So my WRF baptism was successful, eye-opening and helpful.

My first contribution in English Only (a few days later) was a reply to an Argentinian member, warning about the difference (in BrE) between "pissed off" and "pissed"! But I did move on later to more refined subject matter.

Ws


----------



## elirlandes

Who would have thought it...? 
It looks like mine was in Fr/En...

Outbound Segment of Journey
Outbound - l'aller
Inbound - le retour


----------



## ilocas2

Hello, my first post in this forum was this one, I regret that it wasn't also the last one 

http://forum.wordreference.com/showthread.php?t=1744264&p=8731132#post8731132


----------



## fsabroso

DearPrudence said:


> I started participating asking a question about* 9 years ago* (10 Sept 2005) in the Fr-En forum!!  So I was really just a baby at the time!
> This was just before going to England for a year: I had written so in my location and met a forum member from London like this, who was to be the first in quite a long series of members I met


OMG!

In WR-years I am older than you ... just by one month 

http://forum.wordreference.com/showthread.php?t=45991&p=339491#post339491

I used to reply from English to Spanish only 
I was, and still am, learning English 




Vanda said:


> Found it!!!!  In the English forum:
> *professional  mourners*
> 
> 
> My very 1st thread in a forum ever! Had no idea what a forum was!
> 
> (Miss some people from that thread)


and that day was my birthday!


----------



## DearPrudence

fsabroso said:


> OMG!
> 
> In WR-years I am older than you ... just by one month


Wow, so you lurked in the forums for 8 months before starting posting!   But then, you became unstoppable! 

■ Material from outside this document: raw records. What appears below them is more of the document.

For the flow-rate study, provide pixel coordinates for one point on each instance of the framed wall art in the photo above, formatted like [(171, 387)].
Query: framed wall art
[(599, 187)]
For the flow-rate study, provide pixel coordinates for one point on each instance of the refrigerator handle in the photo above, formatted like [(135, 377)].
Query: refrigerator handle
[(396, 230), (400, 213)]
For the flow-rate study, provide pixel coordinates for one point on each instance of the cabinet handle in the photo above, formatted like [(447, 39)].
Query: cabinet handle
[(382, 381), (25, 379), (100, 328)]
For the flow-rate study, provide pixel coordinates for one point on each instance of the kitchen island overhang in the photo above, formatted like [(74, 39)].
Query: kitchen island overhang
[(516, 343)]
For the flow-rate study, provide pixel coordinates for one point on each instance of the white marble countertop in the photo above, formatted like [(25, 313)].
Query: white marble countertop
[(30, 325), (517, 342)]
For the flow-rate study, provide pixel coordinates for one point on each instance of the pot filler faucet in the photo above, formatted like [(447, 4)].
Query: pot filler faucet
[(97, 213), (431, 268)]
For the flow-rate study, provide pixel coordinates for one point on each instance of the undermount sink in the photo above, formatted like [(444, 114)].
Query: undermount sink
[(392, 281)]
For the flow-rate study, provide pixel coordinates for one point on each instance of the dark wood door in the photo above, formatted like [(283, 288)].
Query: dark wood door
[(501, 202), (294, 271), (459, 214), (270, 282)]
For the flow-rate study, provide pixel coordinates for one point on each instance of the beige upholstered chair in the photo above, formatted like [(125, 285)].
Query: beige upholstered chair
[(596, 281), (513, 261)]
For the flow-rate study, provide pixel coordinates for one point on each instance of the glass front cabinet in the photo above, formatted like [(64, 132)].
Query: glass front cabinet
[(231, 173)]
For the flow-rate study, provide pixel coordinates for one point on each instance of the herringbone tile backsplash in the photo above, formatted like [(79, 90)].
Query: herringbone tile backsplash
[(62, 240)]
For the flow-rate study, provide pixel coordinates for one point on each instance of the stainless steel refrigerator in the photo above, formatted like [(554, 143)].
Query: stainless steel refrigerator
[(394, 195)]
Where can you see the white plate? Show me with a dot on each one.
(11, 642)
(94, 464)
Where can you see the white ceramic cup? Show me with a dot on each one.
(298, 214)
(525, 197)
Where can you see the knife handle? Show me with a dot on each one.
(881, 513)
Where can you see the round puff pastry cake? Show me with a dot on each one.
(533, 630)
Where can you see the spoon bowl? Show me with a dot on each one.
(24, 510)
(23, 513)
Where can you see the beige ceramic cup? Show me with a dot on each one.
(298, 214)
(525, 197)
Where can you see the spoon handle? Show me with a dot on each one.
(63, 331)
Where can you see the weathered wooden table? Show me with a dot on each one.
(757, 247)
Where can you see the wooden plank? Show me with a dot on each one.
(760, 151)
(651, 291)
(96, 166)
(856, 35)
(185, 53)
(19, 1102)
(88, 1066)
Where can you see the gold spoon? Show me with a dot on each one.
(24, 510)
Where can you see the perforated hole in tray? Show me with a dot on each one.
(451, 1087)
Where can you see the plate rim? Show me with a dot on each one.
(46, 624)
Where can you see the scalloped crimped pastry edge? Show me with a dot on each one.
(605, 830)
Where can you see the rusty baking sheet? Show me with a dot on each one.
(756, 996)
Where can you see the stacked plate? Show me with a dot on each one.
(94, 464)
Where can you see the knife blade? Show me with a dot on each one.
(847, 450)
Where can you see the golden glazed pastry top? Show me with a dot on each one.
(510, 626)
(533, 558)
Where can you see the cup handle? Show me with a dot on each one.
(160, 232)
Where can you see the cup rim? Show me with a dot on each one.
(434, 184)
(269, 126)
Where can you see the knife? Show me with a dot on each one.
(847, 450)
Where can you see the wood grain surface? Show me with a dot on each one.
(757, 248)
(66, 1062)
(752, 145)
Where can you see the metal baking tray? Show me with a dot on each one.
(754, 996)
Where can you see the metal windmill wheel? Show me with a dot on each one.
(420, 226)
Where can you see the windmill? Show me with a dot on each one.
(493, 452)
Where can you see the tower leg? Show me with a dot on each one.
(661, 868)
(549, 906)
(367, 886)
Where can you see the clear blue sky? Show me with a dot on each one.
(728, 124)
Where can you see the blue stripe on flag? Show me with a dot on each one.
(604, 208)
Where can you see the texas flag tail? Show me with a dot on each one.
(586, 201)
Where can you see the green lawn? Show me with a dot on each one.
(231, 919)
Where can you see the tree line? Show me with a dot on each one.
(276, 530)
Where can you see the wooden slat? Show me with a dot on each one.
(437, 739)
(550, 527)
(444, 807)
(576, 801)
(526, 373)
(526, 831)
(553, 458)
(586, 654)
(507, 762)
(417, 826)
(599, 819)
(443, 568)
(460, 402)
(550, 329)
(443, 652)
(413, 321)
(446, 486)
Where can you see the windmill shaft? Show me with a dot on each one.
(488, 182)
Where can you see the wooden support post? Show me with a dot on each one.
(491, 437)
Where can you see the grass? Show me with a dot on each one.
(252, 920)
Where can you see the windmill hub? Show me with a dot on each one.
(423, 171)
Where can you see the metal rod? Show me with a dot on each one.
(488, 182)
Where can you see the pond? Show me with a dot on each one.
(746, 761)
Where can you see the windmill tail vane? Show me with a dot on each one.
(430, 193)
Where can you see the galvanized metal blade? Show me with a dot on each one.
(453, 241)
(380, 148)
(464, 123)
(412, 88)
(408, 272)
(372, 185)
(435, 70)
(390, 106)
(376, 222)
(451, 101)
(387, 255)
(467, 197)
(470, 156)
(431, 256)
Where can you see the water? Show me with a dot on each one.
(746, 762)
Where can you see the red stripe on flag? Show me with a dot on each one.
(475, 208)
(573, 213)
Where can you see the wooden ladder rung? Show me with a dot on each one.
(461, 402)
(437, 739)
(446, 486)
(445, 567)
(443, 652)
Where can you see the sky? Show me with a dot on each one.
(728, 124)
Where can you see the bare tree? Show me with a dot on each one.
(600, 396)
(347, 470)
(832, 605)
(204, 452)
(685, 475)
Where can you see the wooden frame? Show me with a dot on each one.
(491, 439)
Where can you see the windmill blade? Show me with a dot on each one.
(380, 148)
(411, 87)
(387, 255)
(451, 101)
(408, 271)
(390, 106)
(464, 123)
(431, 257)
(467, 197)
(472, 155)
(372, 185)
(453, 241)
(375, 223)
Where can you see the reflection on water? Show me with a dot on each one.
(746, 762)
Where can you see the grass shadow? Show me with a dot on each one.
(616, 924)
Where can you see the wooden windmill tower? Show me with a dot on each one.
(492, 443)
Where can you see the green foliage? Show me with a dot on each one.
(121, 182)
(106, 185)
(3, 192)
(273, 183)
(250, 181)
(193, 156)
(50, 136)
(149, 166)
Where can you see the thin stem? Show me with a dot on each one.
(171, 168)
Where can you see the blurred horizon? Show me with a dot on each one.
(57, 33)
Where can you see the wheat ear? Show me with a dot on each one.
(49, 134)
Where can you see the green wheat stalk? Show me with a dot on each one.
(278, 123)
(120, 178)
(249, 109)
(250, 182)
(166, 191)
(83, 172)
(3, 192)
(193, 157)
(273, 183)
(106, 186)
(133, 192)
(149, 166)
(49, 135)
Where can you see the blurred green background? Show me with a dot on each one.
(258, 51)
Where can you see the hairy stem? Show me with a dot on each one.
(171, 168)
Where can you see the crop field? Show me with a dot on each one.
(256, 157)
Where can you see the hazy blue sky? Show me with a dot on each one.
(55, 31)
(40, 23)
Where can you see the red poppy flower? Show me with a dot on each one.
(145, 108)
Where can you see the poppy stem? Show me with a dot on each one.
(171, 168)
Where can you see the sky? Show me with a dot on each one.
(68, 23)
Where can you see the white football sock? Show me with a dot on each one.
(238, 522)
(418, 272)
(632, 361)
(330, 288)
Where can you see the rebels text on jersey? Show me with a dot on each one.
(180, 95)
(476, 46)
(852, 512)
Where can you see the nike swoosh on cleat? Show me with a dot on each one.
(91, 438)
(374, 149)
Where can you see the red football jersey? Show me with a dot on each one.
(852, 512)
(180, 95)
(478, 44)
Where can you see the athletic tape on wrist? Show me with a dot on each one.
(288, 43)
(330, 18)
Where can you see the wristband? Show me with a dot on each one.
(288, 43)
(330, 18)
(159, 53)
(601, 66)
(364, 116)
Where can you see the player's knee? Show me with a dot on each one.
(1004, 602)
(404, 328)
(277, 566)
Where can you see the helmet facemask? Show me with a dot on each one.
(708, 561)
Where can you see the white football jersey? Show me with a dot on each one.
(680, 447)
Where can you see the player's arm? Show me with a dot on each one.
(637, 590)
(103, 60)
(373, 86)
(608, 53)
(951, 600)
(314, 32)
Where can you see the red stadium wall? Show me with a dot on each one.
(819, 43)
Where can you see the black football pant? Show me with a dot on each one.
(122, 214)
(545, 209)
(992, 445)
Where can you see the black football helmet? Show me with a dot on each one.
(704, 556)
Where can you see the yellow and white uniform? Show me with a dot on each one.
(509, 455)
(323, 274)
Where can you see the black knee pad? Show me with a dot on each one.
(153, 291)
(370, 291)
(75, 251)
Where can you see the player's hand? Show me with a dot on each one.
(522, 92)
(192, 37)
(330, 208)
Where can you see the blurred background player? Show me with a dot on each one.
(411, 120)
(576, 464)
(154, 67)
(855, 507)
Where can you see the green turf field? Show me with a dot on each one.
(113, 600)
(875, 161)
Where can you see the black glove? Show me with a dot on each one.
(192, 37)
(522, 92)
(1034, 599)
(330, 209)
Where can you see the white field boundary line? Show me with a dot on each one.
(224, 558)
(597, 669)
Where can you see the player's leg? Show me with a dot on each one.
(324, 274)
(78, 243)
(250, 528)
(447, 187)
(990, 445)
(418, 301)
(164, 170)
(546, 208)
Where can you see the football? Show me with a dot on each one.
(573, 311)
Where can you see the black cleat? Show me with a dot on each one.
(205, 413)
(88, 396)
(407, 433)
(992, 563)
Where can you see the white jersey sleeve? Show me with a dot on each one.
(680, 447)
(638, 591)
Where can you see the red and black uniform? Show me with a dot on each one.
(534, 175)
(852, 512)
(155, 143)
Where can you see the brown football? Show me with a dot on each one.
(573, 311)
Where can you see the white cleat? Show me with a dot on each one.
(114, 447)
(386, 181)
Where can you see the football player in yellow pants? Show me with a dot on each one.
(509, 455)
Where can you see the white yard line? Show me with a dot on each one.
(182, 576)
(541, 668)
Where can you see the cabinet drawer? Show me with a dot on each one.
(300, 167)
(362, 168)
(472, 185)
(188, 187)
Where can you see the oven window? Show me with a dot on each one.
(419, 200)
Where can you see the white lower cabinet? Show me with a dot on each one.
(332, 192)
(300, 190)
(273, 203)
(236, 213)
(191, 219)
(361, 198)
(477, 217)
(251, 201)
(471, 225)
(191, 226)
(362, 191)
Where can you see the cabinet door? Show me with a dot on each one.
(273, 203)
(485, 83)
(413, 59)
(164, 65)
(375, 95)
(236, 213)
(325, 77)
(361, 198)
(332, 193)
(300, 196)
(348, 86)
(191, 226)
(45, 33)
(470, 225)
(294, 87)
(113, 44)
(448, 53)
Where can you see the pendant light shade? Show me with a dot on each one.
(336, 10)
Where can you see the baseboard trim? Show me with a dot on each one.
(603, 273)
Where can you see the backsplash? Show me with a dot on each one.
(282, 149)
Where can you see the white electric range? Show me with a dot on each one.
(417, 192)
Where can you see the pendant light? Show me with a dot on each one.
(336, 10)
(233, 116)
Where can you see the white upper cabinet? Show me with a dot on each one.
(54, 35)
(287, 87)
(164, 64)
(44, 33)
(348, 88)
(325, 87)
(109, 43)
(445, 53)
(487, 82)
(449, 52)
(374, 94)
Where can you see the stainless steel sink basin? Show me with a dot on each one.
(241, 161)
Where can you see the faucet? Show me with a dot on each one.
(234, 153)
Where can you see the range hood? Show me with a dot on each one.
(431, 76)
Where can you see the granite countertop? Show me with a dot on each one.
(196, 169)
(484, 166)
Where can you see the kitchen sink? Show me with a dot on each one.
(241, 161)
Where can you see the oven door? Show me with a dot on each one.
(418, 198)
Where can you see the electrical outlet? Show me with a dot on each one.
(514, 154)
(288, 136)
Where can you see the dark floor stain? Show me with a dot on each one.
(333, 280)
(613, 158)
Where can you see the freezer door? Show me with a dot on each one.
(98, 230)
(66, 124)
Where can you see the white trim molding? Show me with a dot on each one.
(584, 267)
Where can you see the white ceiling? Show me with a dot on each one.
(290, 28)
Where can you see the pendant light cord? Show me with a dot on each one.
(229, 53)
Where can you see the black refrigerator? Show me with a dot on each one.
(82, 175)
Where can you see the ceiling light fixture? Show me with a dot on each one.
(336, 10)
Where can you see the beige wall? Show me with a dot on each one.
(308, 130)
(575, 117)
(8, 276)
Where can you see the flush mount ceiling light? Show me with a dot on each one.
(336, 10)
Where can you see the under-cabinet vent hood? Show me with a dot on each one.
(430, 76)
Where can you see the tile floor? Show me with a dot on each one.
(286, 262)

(and it's easy to remember when I became a moderator: it was on my birthday)


----------



## fsabroso

DearPrudence said:


> Wow, so you lurked in the forums for 8 months before starting posting!   But then, you became unstoppable!
> 
> (and it's easy to remember when I became a moderator: it was on my birthday)


Jajajajajaja!!!!!


indeed I did! I'm shy by nature


----------



## swift

Thanks for sharing your memories.  Keep them coming!

Wordsmyth, my own trip down memory lane made me realise that I used to post using huge orange fonts.


----------



## Wordsmyth

swift said:


> _[...] _Wordsmyth, my own trip down memory lane made me realise that I used to post using huge orange fonts.


 Ah, so you're not a Netherlands supporter any more?! 

Ws


----------



## joanvillafane

My very first post was in 2007 and I've been a steady and regular user ever since. 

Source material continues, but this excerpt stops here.